Rising stars Kritsada Kaman and Ekanit Panya could also use the tournament to prove they can playing increasingly influential roles for the Thais although it is in goal where the real concern could be, with none of the options having made more than three senior international appearances respectively.
While Thailand begin their campaign on Monday against Brunei Darussalam, their likeliest challengers for top spot in Group A -- Indonesia -- will have to wait to show how far they have come since a young and vibrant outfit captured the imagination at the 2020 edition before ultimately finishing runners-up, with their campaign only getting started on Dec. 23.
Plenty of that team will once again be present, now wiser and more seasoned, but it is the inclusions that could really make a difference.
Former Swansea man Jordi Amat, who qualified for Indonesian citizenship through his grandmother, should shore up the Garuda defence, while fellow-naturalised man Ilija Spasojevic will pose a threat for any defence -- having been one of coach Shin Tae-yong's most-controversial omissions last time out.
Add in the undeniable talents that are Witan Sulaeman, Egy Maulana and Saddil Ramdani and the Indonesians could easily have a team capable of final delivering the AFF trophy after a heartbreaking six runners-up finishes.
So is it certain to be Thailand and Indonesia that qualify for the semifinals?
Not if Philippines have their say, although the Azkals have once again had an uncertain build-up having only just announced Josep Ferre as their man in charge, with the unveiling of a new coach on the eve a major tournament now seemingly customary.
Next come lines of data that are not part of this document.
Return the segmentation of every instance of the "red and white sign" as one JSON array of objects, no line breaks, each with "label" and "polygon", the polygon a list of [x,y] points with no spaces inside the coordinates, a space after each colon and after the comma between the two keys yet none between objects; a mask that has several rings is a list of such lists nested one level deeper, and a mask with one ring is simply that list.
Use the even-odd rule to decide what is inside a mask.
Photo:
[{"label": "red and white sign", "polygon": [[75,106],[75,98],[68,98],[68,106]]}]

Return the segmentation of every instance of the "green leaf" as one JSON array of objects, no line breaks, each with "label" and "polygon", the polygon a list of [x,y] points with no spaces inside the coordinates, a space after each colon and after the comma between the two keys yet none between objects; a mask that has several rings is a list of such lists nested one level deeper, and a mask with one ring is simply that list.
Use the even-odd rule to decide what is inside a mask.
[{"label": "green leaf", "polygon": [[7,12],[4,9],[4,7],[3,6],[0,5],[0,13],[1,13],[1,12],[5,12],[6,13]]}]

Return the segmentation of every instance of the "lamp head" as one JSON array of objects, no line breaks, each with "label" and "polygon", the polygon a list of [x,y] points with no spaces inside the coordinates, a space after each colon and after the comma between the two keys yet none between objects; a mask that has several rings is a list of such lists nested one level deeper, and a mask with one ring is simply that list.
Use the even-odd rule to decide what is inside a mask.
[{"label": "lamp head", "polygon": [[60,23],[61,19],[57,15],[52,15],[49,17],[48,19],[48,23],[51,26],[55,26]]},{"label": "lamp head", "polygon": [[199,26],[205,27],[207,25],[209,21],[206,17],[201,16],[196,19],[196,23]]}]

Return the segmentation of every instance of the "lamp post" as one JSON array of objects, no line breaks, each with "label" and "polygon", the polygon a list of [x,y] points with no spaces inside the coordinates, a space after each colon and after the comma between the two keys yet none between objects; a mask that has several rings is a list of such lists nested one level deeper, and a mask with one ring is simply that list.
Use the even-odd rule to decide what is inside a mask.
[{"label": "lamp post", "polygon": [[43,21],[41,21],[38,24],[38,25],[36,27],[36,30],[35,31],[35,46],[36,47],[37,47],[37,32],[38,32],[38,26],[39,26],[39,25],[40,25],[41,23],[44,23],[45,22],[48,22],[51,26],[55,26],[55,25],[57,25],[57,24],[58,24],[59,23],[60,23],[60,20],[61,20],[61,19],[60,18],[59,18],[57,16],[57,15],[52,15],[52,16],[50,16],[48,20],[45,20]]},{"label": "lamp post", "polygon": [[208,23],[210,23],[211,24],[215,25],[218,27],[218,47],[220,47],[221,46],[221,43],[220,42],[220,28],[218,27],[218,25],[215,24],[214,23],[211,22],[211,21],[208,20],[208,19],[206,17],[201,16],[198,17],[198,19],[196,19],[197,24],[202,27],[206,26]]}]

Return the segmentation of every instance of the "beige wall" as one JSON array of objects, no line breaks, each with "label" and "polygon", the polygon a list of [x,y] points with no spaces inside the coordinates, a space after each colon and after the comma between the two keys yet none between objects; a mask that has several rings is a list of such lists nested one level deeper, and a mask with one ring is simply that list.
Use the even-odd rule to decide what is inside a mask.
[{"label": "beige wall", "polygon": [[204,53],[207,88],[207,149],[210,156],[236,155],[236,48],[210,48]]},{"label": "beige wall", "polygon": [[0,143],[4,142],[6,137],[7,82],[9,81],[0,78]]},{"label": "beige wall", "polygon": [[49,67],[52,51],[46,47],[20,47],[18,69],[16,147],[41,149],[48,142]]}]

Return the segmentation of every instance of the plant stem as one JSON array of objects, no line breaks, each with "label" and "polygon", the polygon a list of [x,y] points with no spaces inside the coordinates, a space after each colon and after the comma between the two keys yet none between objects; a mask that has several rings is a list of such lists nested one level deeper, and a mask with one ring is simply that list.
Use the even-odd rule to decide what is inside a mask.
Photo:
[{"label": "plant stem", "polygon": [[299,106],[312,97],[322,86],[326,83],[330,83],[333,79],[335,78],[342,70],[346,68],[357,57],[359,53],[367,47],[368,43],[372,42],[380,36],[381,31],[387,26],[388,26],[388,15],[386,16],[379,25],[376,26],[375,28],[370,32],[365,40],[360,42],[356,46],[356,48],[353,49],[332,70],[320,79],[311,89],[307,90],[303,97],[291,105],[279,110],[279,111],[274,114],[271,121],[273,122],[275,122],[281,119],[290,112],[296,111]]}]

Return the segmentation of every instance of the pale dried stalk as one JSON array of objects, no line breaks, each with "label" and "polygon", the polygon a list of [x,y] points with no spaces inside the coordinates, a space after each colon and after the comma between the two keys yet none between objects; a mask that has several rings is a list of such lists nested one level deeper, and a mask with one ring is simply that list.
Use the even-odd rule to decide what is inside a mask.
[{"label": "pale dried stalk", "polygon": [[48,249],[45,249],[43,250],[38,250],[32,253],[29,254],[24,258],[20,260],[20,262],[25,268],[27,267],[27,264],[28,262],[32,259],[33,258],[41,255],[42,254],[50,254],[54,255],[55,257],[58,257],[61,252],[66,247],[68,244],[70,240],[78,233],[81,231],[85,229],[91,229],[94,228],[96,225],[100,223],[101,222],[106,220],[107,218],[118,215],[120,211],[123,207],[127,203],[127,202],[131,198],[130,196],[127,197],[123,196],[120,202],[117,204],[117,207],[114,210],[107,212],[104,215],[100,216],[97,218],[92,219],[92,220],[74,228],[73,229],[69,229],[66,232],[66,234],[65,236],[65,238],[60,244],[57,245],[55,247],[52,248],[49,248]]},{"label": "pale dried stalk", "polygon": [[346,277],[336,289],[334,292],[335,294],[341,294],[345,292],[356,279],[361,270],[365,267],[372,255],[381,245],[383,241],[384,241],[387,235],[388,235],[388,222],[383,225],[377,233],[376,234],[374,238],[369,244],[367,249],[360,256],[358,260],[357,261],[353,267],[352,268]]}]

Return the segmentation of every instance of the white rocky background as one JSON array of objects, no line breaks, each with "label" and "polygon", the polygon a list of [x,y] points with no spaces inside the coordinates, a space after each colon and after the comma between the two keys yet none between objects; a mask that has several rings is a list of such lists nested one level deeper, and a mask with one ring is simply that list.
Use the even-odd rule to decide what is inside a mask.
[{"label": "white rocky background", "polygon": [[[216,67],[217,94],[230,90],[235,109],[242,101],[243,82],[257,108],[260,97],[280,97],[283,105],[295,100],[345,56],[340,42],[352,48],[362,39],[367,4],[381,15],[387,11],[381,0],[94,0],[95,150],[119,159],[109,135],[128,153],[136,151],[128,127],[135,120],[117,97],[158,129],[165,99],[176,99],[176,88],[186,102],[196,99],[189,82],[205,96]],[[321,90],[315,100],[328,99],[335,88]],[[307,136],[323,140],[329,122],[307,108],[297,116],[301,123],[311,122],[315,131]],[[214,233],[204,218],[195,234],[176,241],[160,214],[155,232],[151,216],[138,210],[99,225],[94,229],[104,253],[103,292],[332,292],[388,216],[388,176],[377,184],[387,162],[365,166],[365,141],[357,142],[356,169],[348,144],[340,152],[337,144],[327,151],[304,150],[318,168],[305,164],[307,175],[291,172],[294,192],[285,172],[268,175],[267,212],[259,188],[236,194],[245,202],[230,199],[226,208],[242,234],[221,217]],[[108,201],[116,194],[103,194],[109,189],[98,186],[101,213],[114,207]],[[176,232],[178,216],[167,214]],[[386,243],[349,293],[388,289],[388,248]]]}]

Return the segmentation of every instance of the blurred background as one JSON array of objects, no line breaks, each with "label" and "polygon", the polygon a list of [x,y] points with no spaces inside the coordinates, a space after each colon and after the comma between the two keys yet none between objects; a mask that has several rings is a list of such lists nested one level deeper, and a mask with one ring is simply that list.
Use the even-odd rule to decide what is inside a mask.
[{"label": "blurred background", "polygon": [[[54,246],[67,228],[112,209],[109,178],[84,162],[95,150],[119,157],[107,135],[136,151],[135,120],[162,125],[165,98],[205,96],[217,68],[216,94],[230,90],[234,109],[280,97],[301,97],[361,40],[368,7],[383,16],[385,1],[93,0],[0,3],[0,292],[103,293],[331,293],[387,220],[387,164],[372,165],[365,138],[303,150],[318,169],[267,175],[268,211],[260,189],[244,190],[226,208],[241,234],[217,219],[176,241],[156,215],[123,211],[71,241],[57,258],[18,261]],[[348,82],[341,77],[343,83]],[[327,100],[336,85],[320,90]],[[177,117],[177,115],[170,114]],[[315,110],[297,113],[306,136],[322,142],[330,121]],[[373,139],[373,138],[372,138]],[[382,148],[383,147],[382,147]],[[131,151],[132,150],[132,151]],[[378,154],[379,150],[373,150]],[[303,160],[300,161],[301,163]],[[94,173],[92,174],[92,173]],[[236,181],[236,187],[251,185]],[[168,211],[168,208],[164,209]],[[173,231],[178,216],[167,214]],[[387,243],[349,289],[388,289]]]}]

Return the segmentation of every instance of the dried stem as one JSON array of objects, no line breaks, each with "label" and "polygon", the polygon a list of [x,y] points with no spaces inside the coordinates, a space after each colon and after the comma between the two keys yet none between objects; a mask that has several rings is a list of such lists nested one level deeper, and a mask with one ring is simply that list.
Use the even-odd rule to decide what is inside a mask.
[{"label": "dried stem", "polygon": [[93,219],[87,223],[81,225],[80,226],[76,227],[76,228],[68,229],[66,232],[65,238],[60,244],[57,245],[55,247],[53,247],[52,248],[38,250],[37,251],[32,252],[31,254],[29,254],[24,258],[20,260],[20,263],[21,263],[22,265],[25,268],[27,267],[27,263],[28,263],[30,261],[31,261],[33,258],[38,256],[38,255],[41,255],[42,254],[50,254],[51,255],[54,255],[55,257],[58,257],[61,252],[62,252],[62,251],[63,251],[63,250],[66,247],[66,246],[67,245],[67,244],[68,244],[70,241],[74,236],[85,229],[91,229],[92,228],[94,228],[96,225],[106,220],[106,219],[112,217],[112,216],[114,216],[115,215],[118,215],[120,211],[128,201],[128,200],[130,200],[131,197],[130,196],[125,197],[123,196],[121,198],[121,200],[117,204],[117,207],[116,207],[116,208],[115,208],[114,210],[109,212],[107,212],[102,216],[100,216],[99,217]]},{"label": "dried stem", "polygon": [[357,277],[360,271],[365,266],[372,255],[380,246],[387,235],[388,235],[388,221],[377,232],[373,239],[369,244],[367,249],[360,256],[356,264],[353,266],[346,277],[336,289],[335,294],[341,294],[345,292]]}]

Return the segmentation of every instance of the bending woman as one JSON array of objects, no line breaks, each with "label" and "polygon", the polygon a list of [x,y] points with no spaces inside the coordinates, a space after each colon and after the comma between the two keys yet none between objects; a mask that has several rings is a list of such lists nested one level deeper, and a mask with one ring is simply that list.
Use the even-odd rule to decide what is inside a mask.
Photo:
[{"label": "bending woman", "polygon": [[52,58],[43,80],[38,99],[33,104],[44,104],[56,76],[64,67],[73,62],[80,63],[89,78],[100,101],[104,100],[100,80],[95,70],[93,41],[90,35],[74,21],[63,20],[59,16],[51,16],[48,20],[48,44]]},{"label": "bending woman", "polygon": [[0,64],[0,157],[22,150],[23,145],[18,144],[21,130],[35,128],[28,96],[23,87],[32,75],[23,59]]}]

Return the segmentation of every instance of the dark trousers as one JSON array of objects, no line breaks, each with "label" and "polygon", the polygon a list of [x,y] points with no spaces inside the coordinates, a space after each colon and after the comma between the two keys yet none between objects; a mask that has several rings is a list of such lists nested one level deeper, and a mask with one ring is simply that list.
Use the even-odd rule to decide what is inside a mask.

Philippines always have the ability to turn it on, especially as long as evergreen playmaker Stephan Schrock is pulling the strings, and they did claim the biggest win at the last tournament when they thrashed Timor-Leste 7-0.
As for Group A's final two contenders?
Cambodia should be looking to improve on their record of one win and four draws from the last edition, especially with home advantage this time around.
Victory over the Bruneians is a most, but they could potentially look to spring a surprise on Philippines and get a draw at least.
For Brunei, returning to the AFF Championship after a 26-year absence for the first time since the inaugural tournament in 1996 is already a job well done.
They should enjoy the occasion while looking to ensure they maintain their pride. Anything else would be a bonus.